Pentium II Microcode: collected tweets part 2
Disclaimer
Since February 2021 I work for Intel Corp., This work was all completed and published before I joined them, and was based on own research and public information alone.
The reason for publishing these tweet collections is the decline in popularity of Twitter due to recent events. I have not added any new information here that was not in the original tweets.
The road so far…
Some errata
Some things I forgot to mention in my talk: Theres about 4K * 3 micro-ops in the ROM, and microinstructions can take part of the opcode from the macroinstruction, e.g. ADD,SUB,etc... are all one PLA entry.
— Peter Bosch (@peterbjornx) October 2, 2020
SMM is always useful
Hmm. https://t.co/F9hKwq4T7L is quite helpful for mapping out the P6 CRBUS addresses. (Manually annotated microcode for readability), I suspect the OP_31X ops are conditional microjumps. pic.twitter.com/hyU8lC4CnF
— Peter Bosch (@peterbjornx) October 4, 2020
CPUID!
Think i got control flow figured out, heres CPUID from a late Pentium II (Dixon), which apparently already had the PSN feature. pic.twitter.com/8nZv1v3t76
— Peter Bosch (@peterbjornx) October 8, 2020
In response to a question:
might do that later on, this is still very much a work in progress. one thing that really surprised me was that the branches are almost all absolute direct, and to pack the UROM addr into it they are using the LSrc2 bits as the high order bits for branch target.

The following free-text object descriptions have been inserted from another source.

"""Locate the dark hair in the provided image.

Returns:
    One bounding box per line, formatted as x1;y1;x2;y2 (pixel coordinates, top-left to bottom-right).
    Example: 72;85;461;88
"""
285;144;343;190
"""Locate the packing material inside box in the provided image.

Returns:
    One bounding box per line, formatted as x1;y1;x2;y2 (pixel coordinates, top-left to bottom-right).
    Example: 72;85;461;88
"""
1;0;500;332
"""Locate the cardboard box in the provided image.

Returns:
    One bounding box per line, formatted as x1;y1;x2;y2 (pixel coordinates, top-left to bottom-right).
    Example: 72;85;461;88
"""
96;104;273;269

— Peter Bosch (@peterbjornx) October 9, 2020
another interesting feature is that the CRBUS addresses seem to match MSR numbers (there are far more CRs than MSRs though). I don't have the wr/rdmsr ucode yet but I would expect them to also implement some MSRs as ucode routines, though.
— Peter Bosch (@peterbjornx) October 9, 2020
(Limited) 64 bit uops! On a pentium 2 ?!?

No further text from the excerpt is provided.